Deadline for manuscript submissions: closed (20 April 2013)

Special Issue Editor

Guest Editor
Dr. Jochen Metzger

Mosaiques Diagnostics GmbH, Mellendorfer Street 7-9, 30625 Hannover, Germany
E-Mail
Interests: clinical proteomics; bioassay development; biosensorics; mass spectrometry; capillary electrophoresis; cancer proteomics; transplantation proteomics

Special Issue Information

Dear Colleagues,

Starting in the 70’s with in-gel electrophoretic separation, the analysis of proteins has developed to become an invaluable tool for global analysis of expression patterns and dynamics of proteins in a multitude of structural compartments and organisms. Nowadays, proteomics has a strong impact on multiple disciplines in the life sciences including pathogen, plant, food, veterinary, biomedical and pharmaceutical research. The first special issue of Proteomes will encompass a wide range of relevant topics in the field of proteome science. These range from basic research and technological developments in new methodologies, to recent findings and applications that have a high socioeconomic and public health impact. There is no restriction on the kind of investigated proteome or applied proteome technology. In this respect, the special issue of Proteomes is open to all relevant aspects of proteomic research to give scientists interested in the growing field of proteome research and applications a comprehensive and detailed overview from a range of perspectives.

Dr. Jochen Metzger
Guest Editor

Submission

Manuscripts should be submitted online at www.mdpi.com by registering and logging in to this website. Once you are registered, click here to go to the submission form. Manuscripts can be submitted until the deadline. Papers will be published continuously (as soon as accepted) and will be listed together on the special issue website. Research articles, review articles as well as communications are invited. For planned papers, a title and short abstract (about 100 words) can be sent to the Editorial Office for announcement on this website.

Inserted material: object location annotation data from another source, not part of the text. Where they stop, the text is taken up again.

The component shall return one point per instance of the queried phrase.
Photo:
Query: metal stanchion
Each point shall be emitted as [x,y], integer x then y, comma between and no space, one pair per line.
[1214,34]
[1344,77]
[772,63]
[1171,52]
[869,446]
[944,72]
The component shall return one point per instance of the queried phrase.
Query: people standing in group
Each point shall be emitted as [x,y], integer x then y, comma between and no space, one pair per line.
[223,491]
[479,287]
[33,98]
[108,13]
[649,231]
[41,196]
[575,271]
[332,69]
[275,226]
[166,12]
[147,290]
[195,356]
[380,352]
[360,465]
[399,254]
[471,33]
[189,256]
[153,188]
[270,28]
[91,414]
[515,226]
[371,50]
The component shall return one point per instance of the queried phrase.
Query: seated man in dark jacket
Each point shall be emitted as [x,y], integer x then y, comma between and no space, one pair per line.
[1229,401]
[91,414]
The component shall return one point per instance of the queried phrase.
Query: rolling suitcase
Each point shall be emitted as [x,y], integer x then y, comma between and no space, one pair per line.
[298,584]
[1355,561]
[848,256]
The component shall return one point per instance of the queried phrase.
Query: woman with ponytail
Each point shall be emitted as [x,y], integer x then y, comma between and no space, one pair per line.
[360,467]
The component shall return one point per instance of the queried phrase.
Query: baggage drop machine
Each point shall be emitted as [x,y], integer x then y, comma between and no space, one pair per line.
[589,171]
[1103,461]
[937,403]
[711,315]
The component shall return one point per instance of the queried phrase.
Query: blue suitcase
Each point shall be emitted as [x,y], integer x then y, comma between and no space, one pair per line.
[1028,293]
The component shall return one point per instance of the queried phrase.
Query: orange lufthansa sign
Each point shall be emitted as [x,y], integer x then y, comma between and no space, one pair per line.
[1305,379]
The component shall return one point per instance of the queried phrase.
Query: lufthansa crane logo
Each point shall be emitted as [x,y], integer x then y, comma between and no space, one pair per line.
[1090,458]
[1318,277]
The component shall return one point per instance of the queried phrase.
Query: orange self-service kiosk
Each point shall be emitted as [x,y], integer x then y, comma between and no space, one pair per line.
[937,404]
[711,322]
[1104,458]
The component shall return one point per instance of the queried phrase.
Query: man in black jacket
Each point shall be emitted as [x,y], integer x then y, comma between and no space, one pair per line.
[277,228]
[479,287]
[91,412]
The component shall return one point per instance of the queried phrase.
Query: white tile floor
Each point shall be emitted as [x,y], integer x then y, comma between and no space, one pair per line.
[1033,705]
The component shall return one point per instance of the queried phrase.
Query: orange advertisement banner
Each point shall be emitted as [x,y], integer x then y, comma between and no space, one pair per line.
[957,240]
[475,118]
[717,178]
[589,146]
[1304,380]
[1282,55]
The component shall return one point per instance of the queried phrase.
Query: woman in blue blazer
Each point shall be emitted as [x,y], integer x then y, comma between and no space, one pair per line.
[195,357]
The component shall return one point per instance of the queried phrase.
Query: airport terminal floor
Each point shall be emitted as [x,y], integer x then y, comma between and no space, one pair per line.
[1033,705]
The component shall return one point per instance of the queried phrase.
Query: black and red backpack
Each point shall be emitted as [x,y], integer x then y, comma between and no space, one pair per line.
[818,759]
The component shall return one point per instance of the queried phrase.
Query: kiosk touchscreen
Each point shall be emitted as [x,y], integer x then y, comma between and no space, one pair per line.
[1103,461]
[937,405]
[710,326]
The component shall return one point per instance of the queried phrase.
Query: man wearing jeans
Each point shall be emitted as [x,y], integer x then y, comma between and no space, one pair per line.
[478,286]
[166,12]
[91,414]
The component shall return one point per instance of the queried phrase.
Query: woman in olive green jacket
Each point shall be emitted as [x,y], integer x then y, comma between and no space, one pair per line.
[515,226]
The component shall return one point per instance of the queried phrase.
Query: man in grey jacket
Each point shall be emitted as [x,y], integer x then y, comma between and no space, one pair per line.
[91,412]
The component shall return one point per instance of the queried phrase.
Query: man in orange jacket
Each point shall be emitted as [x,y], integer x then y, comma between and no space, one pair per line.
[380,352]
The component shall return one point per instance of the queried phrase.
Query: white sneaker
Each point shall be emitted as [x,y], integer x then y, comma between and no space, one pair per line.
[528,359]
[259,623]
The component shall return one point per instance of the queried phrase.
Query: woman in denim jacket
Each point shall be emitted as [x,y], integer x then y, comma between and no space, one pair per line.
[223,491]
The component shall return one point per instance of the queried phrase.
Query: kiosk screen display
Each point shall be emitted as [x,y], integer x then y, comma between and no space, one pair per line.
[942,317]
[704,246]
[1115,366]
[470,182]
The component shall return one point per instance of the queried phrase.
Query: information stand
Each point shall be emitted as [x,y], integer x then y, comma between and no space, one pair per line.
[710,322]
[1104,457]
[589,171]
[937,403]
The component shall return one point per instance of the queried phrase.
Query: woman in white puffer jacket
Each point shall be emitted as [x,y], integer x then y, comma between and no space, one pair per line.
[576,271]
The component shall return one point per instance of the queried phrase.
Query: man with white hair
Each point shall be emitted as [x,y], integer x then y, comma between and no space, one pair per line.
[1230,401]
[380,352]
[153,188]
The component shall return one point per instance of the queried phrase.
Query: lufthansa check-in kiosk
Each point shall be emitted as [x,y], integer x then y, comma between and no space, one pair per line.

Submitted manuscripts should not have been published previously, nor be under consideration for publication elsewhere (except conference proceedings papers). All manuscripts are refereed through a peer-review process. A guide for authors and other relevant information for submission of manuscripts is available on the Instructions for Authors page. Proteomes is an international peer-reviewed Open Access quarterly journal published by MDPI.

Please visit the Instructions for Authors page before submitting a manuscript. The Article Processing Charge (APC) for publication in this open access journal is 300 CHF (Swiss Francs). English correction and/or formatting fees of 250 CHF (Swiss Francs) will be charged in certain cases for those articles accepted for publication that require extensive additional formatting and/or English corrections.

Keywords

  • proteomes
  • proteomic technology
  • proteome profiling
  • clinical
  • proteomics
  • protein networking
  • plant proteomics
  • animal proteomics
  • separation technologies
  • (bio)marker search
  • body fluid proteomics
  • tissue proteomics
  • pathway analysis

Published Papers (4 papers)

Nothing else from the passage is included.